Imepitoin (Pexion) Explained
Dr. Alastair Greenway
MRCVS
Your vet has either just started your dog on Pexion or put it on the table as an option, and you've come away with a name you'd never heard before and a quiet list of questions. How is it different from phenobarbital, the drug everyone seems to mention first? Is it as good? Why no blood tests? And what should the next few weeks feel like?
This piece is about imepitoin specifically, sold in the UK as Pexion, and it's a dog-only article (I'll explain why near the end). I won't line all the anti-seizure drugs up against each other here, because that head-to-head, and the way the choice differs between dogs and cats, lives in the anti-seizure drugs compared. My job is narrower: the one drug in front of you, where it genuinely shines and where it honestly falls short.
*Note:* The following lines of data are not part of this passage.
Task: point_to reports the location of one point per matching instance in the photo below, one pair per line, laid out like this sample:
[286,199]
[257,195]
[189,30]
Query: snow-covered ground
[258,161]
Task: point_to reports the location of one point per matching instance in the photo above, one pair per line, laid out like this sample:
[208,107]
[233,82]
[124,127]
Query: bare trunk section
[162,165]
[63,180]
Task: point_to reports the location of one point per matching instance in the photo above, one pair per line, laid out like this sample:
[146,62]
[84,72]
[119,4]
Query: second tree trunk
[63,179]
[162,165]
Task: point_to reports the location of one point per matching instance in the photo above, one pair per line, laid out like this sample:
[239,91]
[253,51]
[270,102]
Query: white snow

What it actually is, and how it works
Imepitoin reached the European market in 2013 under the brand name Pexion, made by Boehringer Ingelheim (Bhatti et al., 2015). The way it works explains much of what follows. Your dog's brain has a natural braking system, a calming chemical signal called GABA that quietens overexcited neurons. Imepitoin gently boosts that brake. Technically it's a low-affinity partial agonist at the benzodiazepine binding site of the GABA-A receptor, but the important word is partial (Rundfeldt & Löscher, 2014). Where a drug like diazepam (Valium) presses that pedal to the floor, imepitoin presses it part of the way, raising the threshold at which neurons start firing abnormally while producing less sedation and a low potential for tolerance, dependence or abuse (Rundfeldt & Löscher, 2014; Bhatti et al., 2015).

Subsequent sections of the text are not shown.